Biography
Lindsay Reckson is a scholar of post-Reconstruction literature and culture, working at the intersection of American and African-American literary studies, performance studies, media studies, and religion. Before coming to Haverford, Reckson was a Presidential Excellence Postdoctoral Fellow in English at the University of Texas at Austin. She received her Ph.D. in English from Princeton University in 2011, and her B.A. in English and Creative Writing from New York University in 2004.
Research
Reckson is the author of Realist Ecstasy: Religion, Race, and Performance in American Literature (NYU Press 2020), and the editor of American Literature in Transition: 1876-1910 (Cambridge University Press, 2022). A study of the affective life of Jim Crow secularism, Realist Ecstasy demonstrates how the realist imagining of possessed bodies helped construct and naturalize racial difference while excavating the complex, shifting, and dynamic possibilities embedded in ecstatic performance.

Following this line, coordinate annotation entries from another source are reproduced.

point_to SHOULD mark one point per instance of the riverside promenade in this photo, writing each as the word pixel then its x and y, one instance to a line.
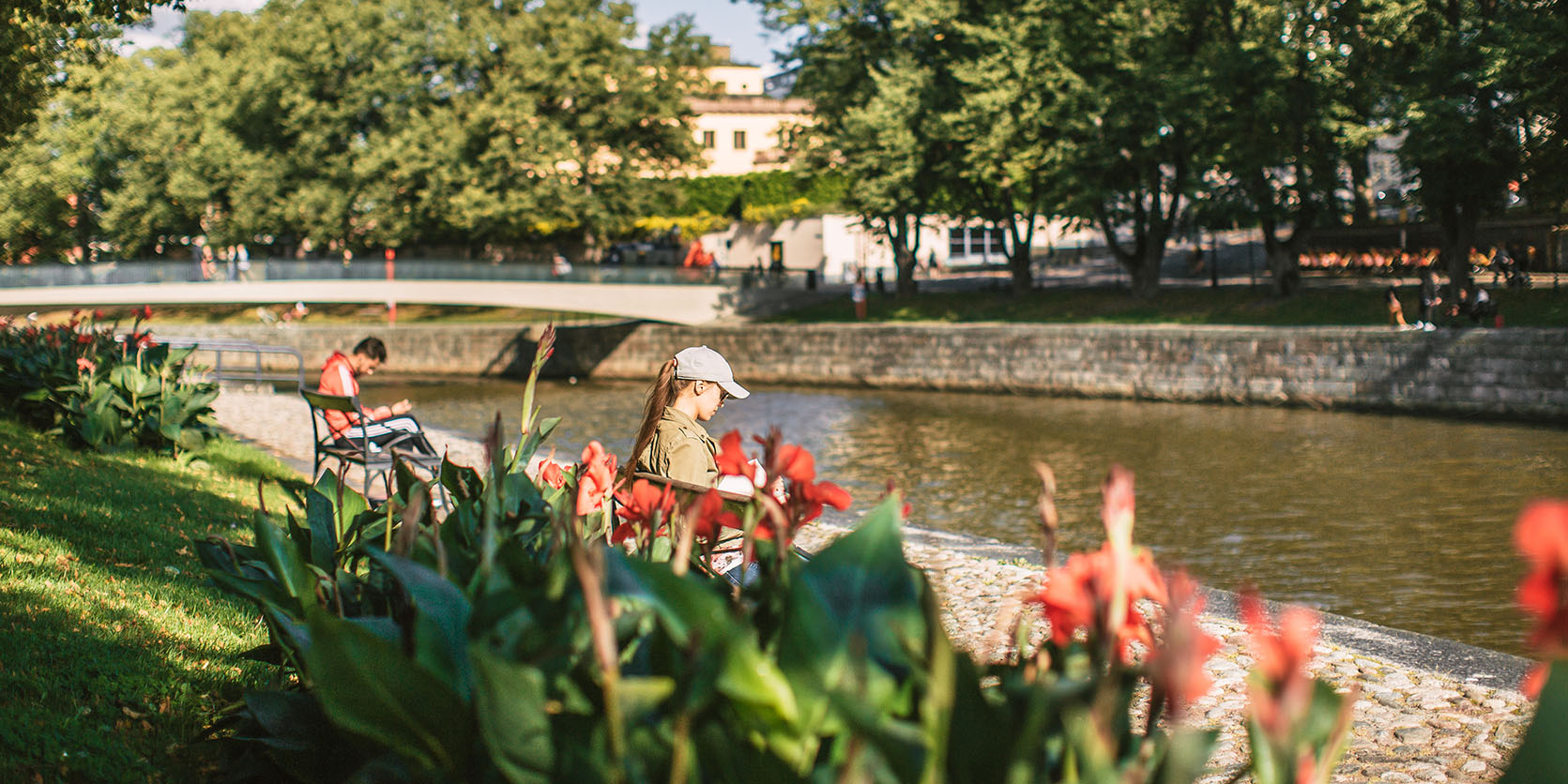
pixel 1429 709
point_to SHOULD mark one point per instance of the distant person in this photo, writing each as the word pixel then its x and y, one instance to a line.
pixel 1479 306
pixel 1396 312
pixel 858 295
pixel 383 424
pixel 672 441
pixel 1430 300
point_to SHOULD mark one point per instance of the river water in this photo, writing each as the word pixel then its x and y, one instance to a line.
pixel 1401 520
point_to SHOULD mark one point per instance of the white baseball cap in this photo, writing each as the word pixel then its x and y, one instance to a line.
pixel 701 363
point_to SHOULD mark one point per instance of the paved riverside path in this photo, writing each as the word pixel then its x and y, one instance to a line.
pixel 682 305
pixel 1411 723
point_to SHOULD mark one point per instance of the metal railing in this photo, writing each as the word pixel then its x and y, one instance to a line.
pixel 251 369
pixel 160 272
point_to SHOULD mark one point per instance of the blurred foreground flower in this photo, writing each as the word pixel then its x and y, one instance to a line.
pixel 1542 536
pixel 595 478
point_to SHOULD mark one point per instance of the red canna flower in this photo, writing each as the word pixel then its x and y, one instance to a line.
pixel 708 516
pixel 1177 664
pixel 1084 593
pixel 1542 536
pixel 595 478
pixel 1282 688
pixel 814 496
pixel 794 463
pixel 642 508
pixel 733 460
pixel 553 474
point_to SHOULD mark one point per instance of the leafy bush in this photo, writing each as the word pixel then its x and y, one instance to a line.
pixel 546 632
pixel 719 195
pixel 82 382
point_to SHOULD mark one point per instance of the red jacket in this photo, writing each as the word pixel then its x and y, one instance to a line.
pixel 338 378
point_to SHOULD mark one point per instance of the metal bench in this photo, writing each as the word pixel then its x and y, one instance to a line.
pixel 376 460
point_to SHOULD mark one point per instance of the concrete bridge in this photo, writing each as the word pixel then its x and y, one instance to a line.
pixel 679 305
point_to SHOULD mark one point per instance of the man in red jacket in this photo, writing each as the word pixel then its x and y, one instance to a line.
pixel 383 424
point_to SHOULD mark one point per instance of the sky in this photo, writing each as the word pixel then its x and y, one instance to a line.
pixel 734 23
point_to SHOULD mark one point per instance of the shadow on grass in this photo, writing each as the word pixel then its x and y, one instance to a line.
pixel 114 655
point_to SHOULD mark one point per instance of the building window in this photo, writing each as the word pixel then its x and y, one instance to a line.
pixel 974 242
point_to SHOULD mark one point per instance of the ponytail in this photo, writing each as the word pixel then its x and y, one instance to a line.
pixel 661 396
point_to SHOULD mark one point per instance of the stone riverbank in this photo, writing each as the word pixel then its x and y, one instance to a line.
pixel 1430 711
pixel 1518 373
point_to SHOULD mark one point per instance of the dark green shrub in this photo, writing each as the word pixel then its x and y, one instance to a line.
pixel 81 382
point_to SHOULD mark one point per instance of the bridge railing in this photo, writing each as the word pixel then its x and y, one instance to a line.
pixel 159 272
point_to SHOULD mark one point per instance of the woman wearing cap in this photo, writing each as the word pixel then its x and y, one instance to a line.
pixel 672 443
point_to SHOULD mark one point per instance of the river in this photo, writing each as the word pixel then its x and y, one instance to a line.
pixel 1394 520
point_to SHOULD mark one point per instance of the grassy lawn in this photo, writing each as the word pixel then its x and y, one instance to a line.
pixel 112 651
pixel 1175 306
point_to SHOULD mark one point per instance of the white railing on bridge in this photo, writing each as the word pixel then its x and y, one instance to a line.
pixel 157 272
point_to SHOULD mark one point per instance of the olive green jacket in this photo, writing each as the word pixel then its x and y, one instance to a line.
pixel 681 450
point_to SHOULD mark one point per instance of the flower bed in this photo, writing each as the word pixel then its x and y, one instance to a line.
pixel 560 629
pixel 84 382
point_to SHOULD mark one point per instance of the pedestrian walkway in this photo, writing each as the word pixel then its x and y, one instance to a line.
pixel 679 305
pixel 1411 723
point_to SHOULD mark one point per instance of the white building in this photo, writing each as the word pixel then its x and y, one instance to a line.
pixel 838 245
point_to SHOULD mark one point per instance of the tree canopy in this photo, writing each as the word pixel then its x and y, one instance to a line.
pixel 369 124
pixel 1149 118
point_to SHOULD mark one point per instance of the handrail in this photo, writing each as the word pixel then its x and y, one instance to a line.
pixel 257 373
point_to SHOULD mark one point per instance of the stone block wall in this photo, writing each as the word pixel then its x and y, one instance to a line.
pixel 1495 372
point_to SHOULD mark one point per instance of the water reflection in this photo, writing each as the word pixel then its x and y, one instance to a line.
pixel 1402 520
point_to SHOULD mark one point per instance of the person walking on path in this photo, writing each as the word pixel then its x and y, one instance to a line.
pixel 1396 312
pixel 383 424
pixel 1429 301
pixel 672 441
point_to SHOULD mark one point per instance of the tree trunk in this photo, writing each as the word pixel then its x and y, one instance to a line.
pixel 1458 235
pixel 1283 258
pixel 906 247
pixel 1019 259
pixel 1362 196
pixel 1145 270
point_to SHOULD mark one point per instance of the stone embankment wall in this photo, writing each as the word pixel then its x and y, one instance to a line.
pixel 1495 372
pixel 1499 372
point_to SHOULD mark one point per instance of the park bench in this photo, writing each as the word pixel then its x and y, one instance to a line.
pixel 376 460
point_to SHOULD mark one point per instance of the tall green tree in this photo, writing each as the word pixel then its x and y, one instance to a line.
pixel 1537 55
pixel 1009 65
pixel 388 123
pixel 41 38
pixel 1462 132
pixel 1137 121
pixel 878 81
pixel 1289 113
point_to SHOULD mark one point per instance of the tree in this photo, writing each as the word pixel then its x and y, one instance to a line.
pixel 880 90
pixel 388 123
pixel 39 38
pixel 1462 137
pixel 1539 60
pixel 1010 69
pixel 1287 114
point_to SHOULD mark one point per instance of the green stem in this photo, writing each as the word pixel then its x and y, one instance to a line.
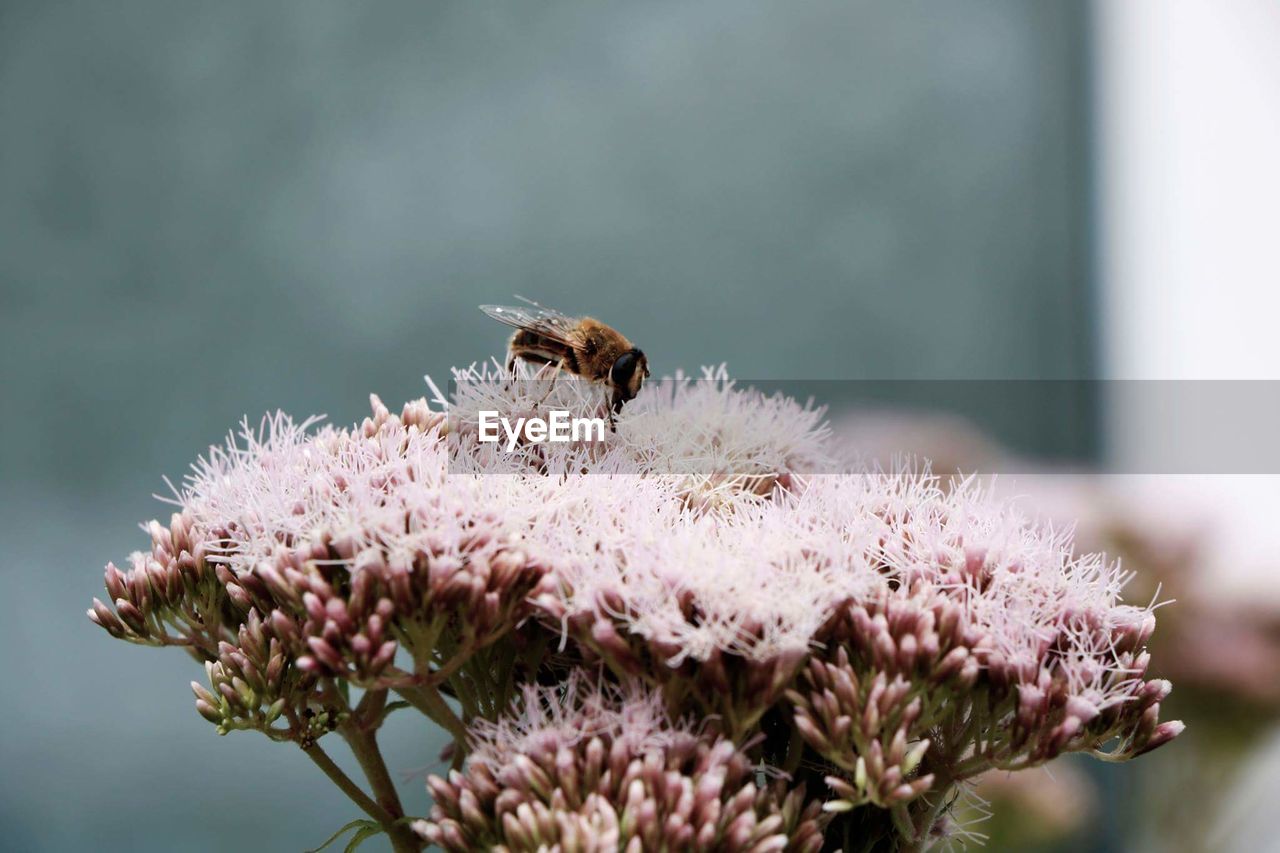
pixel 343 781
pixel 429 701
pixel 364 746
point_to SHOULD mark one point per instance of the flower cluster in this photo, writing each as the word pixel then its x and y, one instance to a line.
pixel 867 639
pixel 600 769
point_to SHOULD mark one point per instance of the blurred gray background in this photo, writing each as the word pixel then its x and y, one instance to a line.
pixel 209 210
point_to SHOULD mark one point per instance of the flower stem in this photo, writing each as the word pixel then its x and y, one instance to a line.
pixel 343 781
pixel 364 746
pixel 429 701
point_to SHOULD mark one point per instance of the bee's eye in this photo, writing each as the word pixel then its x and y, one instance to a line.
pixel 624 368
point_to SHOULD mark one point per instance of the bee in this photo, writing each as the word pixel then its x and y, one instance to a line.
pixel 581 346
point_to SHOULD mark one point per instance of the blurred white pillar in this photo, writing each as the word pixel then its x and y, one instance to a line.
pixel 1189 187
pixel 1188 95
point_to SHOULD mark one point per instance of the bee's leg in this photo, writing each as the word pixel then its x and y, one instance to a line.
pixel 551 383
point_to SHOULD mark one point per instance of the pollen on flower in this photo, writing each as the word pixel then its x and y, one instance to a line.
pixel 878 635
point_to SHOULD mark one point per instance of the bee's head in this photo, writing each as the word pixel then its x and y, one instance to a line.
pixel 629 373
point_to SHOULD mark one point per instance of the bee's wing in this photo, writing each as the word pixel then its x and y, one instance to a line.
pixel 536 319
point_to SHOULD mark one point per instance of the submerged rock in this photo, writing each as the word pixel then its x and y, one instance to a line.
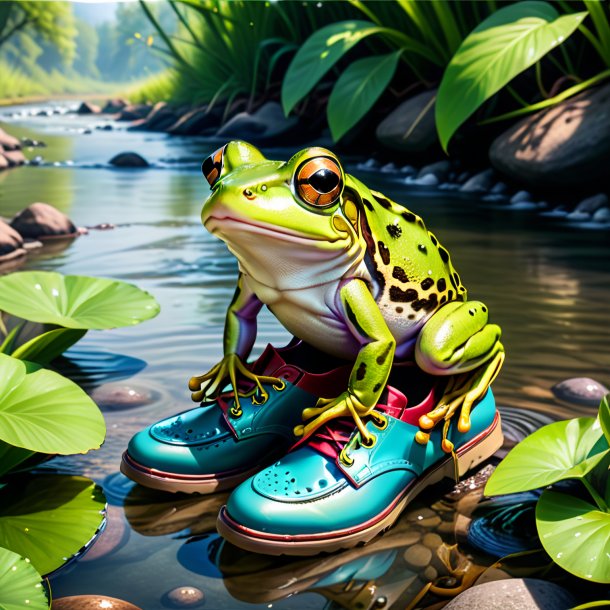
pixel 42 221
pixel 411 126
pixel 92 602
pixel 128 159
pixel 565 146
pixel 514 594
pixel 579 391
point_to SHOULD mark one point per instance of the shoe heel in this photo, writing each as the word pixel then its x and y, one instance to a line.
pixel 472 456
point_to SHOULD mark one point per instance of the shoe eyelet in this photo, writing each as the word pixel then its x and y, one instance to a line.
pixel 370 443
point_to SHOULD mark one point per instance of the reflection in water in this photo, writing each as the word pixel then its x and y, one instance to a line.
pixel 546 286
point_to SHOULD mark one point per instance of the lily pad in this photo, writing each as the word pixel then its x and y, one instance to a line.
pixel 21 585
pixel 49 518
pixel 75 301
pixel 575 534
pixel 563 450
pixel 42 411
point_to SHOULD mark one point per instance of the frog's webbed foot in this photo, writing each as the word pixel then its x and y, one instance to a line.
pixel 462 392
pixel 208 385
pixel 344 405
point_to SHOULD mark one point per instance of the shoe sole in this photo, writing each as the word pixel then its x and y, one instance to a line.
pixel 470 455
pixel 182 483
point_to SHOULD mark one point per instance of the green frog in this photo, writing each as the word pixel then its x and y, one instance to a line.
pixel 350 272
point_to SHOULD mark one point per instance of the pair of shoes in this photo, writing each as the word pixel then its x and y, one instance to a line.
pixel 330 491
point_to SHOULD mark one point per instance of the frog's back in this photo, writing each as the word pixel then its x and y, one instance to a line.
pixel 411 271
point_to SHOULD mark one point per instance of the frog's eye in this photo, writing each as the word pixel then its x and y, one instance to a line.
pixel 319 181
pixel 212 166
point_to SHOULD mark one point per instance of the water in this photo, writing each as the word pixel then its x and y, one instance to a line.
pixel 546 285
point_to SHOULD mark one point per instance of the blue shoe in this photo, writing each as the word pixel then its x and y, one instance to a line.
pixel 214 446
pixel 333 492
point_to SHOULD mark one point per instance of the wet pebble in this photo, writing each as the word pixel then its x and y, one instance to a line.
pixel 92 602
pixel 579 391
pixel 417 556
pixel 184 597
pixel 120 397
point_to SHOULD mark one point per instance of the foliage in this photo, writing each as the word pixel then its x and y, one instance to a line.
pixel 19 581
pixel 574 531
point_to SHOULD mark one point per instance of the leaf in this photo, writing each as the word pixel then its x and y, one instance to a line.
pixel 501 47
pixel 42 411
pixel 21 585
pixel 575 534
pixel 49 518
pixel 48 346
pixel 75 301
pixel 562 450
pixel 319 53
pixel 357 89
pixel 604 416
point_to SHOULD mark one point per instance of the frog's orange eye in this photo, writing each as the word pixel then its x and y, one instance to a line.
pixel 319 181
pixel 212 166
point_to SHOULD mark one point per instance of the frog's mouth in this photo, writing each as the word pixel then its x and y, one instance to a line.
pixel 223 225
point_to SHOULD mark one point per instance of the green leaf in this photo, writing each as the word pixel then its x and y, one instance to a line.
pixel 319 53
pixel 357 89
pixel 42 411
pixel 21 585
pixel 575 534
pixel 74 301
pixel 49 518
pixel 562 450
pixel 501 47
pixel 604 416
pixel 46 347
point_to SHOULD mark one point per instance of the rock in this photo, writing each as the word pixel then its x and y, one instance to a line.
pixel 128 159
pixel 411 126
pixel 11 243
pixel 88 108
pixel 8 142
pixel 158 119
pixel 91 602
pixel 520 196
pixel 514 594
pixel 440 169
pixel 42 221
pixel 14 157
pixel 196 122
pixel 133 112
pixel 590 205
pixel 417 556
pixel 114 105
pixel 580 391
pixel 267 124
pixel 565 146
pixel 120 397
pixel 184 597
pixel 479 183
pixel 602 215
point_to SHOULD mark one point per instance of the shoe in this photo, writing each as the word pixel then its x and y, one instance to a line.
pixel 334 492
pixel 214 446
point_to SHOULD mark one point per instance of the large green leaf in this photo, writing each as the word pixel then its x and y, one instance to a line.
pixel 42 411
pixel 319 53
pixel 74 301
pixel 562 450
pixel 575 534
pixel 49 518
pixel 21 585
pixel 357 89
pixel 501 47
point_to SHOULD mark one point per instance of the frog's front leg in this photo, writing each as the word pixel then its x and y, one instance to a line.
pixel 372 366
pixel 457 340
pixel 239 336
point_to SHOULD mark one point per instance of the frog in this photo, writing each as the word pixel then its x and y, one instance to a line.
pixel 352 273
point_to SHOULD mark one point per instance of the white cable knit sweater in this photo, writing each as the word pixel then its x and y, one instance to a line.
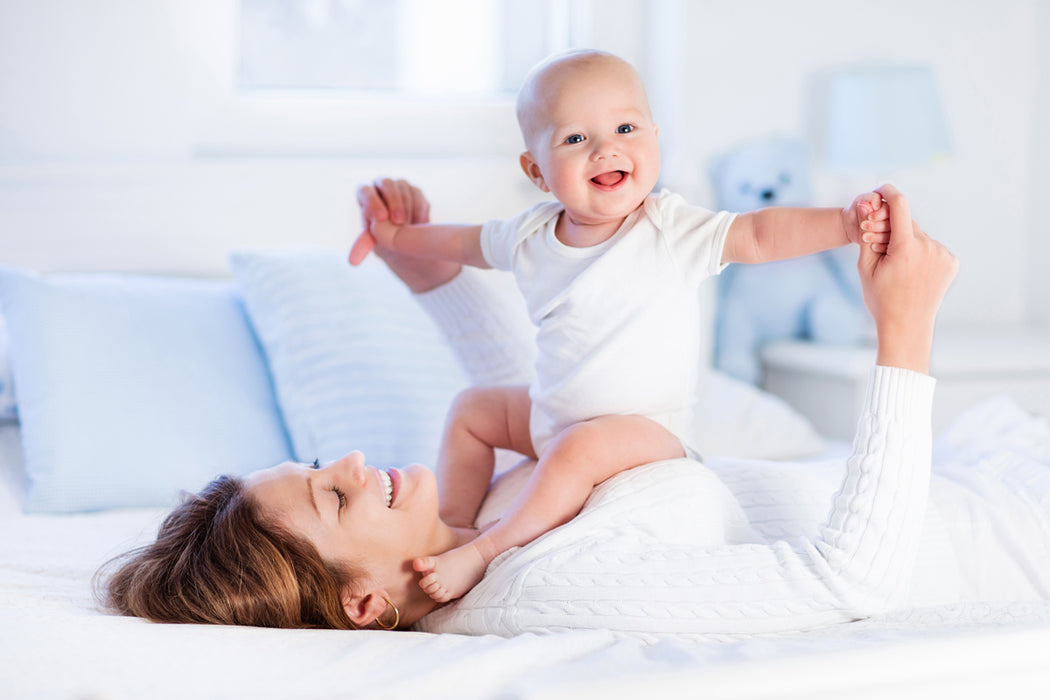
pixel 668 549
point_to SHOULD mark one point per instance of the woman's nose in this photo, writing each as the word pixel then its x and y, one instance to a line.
pixel 353 465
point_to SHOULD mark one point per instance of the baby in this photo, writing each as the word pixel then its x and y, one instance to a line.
pixel 610 273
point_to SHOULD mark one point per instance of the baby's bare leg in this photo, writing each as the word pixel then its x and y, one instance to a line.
pixel 579 459
pixel 480 420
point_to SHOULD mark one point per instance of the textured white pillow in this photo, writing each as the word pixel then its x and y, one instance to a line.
pixel 736 419
pixel 356 363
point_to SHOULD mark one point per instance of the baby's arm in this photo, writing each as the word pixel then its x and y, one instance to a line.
pixel 446 241
pixel 579 459
pixel 778 233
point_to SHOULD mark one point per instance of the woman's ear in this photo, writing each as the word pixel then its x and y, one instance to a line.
pixel 531 169
pixel 363 609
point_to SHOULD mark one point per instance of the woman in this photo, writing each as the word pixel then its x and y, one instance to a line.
pixel 665 548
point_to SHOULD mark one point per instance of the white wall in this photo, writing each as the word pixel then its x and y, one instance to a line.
pixel 118 105
pixel 1038 190
pixel 750 71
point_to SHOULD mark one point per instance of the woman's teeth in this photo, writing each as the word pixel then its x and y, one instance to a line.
pixel 387 487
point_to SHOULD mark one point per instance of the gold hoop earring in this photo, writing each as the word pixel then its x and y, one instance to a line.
pixel 397 616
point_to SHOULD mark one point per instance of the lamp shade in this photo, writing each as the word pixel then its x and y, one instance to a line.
pixel 883 119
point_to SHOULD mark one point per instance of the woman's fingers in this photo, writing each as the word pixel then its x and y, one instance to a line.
pixel 900 214
pixel 364 245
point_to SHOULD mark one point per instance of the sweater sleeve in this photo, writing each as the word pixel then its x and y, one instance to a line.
pixel 483 317
pixel 858 564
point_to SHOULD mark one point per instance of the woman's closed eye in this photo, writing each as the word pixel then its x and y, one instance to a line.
pixel 341 496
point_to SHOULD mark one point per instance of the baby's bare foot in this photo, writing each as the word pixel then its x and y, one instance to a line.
pixel 450 575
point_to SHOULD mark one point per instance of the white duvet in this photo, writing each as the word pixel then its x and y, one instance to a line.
pixel 57 644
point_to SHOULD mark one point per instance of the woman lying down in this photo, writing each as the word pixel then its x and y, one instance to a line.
pixel 667 548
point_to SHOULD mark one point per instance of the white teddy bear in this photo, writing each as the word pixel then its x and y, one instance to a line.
pixel 816 297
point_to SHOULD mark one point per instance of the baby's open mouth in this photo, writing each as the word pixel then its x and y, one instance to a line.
pixel 610 178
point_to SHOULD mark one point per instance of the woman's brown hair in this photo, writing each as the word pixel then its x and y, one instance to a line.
pixel 216 560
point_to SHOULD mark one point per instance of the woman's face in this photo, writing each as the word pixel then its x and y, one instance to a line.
pixel 353 514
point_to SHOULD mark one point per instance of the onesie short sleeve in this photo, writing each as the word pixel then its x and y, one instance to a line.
pixel 696 236
pixel 500 237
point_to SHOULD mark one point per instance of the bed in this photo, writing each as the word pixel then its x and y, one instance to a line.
pixel 142 372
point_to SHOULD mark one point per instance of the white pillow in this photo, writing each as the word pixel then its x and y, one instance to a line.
pixel 356 363
pixel 7 411
pixel 736 419
pixel 133 388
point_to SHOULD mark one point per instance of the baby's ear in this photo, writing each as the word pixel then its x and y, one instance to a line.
pixel 531 169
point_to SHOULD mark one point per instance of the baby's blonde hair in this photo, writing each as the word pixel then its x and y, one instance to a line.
pixel 529 97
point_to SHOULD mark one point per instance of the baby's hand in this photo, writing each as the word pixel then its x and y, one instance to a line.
pixel 866 220
pixel 384 232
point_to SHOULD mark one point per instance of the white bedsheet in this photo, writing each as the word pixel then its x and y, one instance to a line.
pixel 56 643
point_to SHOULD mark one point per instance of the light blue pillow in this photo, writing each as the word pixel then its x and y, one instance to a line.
pixel 356 362
pixel 133 388
pixel 7 411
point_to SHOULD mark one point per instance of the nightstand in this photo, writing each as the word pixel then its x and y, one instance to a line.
pixel 825 383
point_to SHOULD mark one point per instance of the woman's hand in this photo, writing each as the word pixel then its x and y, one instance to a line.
pixel 903 287
pixel 398 202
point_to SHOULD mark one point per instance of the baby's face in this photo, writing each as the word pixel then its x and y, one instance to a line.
pixel 591 140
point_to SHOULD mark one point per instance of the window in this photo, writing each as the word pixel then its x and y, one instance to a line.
pixel 384 78
pixel 408 46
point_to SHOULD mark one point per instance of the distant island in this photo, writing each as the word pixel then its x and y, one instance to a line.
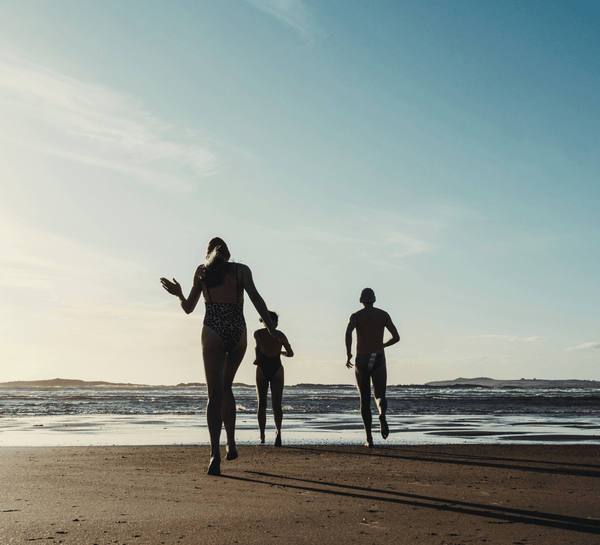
pixel 479 382
pixel 526 383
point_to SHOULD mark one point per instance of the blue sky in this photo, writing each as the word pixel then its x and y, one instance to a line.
pixel 442 153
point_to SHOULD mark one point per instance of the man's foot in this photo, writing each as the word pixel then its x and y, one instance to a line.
pixel 214 467
pixel 231 453
pixel 385 430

Her current book project, Notes on Gesture, is a series of essays exploring how minimal or routine gestures become sites of ethical inquiry in times of attenuated political possibility. Her essays have appeared in American Literature, Arizona Quarterly, American Religious Liberalism (ed. Schmidt and Promey), the Los Angeles Review of Books, Avidly, Material and Visual Cultures of Religion, The Pocket Instructor: Literature, and Keywords for American Cultural Studies. She received a 2016-2017 ACLS Fellowship for Realist Ecstasy, and was the winner of the 2020 Lindback Award for Distinguished Teaching.